Another dose of wildlife updates.  I added a Woodpecker House to my backyard this year and I’m really hoping someone will use it to lay their eggs this year.  I was very excited to see a Red-Headed Woodpecker looking in the house several times the last few days.  He (or she they look alike) has been around the yard a lot – or maybe it is two different ones.  I have only seen one at a time so I’m not sure.  Here are some pictures –

In this first one he is checking out the house.  It is mounted on the top of our play set.  Since the boys are older they don’t use it anymore and I thought it would be good because it is high up and amongst the trees but if I climb the ladder to get to the top of the play set I check inside the box.  We’ll see if it works.

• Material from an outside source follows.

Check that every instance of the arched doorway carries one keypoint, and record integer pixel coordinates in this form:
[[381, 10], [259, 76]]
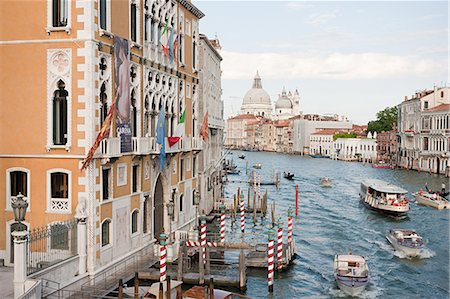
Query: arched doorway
[[158, 216]]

He spent a long time on this tree, sitting on the branch, then climbing on the truck.

Here he is flying from one feeder over to the other.  I think the Red-Headed Woodpecker is just so pretty.  The distinct lines between his red head, black shoulders and wing tops, and then the white, ending with a black tail and a tip of white.

Red Headed Woodpecker

Enjoying the suet feeder.  I think this one is the Peanut Butter and Jelly Suet.


And then I have a picture of the Red-Bellied Woodpecker (different from the Red-Headed Woodpecker) enjoying the suet feeder.  He has also taken a peek or two inside the house.

femail red-bellied woodpecker

Actually I think this is a female because she has the gray crown.  That is supposed to be the only difference between the male and female Red-Bellied Woodpecker. I’ll have to keep my eye out now that I know how to tell them apart.

Someone asked me about woodpeckers pecking on their house so I did a bit of reading about that – I know I hear them sometimes and today the Red Headed Woodpecker was on my chimney cap – rat-a-tat-tat-ing away until I came outside to look at who it was.   This is from the Alabama Wildlife Conservation Association website (Alabama’s state bird is a type of woodpecker).

So why do they do it – first they are trying to establish territories and find a mate – this is usually in the spring and is a drumming sound; second they are looking for food – usually a few pecks, check your house for termites; third they are excavating a nesting cavity – this is not usually done on a house.

How can I get them to stop?  1.  Give them a good scare – make noise, hang foil from the eaves.  2. Create a barrier between them and the house – hang mesh over the site.  3. Give them something else to peck on – leave the dead trees in your yard.  4. Remove the woodpecker – call a professional – woodpeckers are protected by law so you can’t harm or trap them.  None of these are guaranteed to work.

Have a great day and keep your eye out for the woodpeckers in your yard!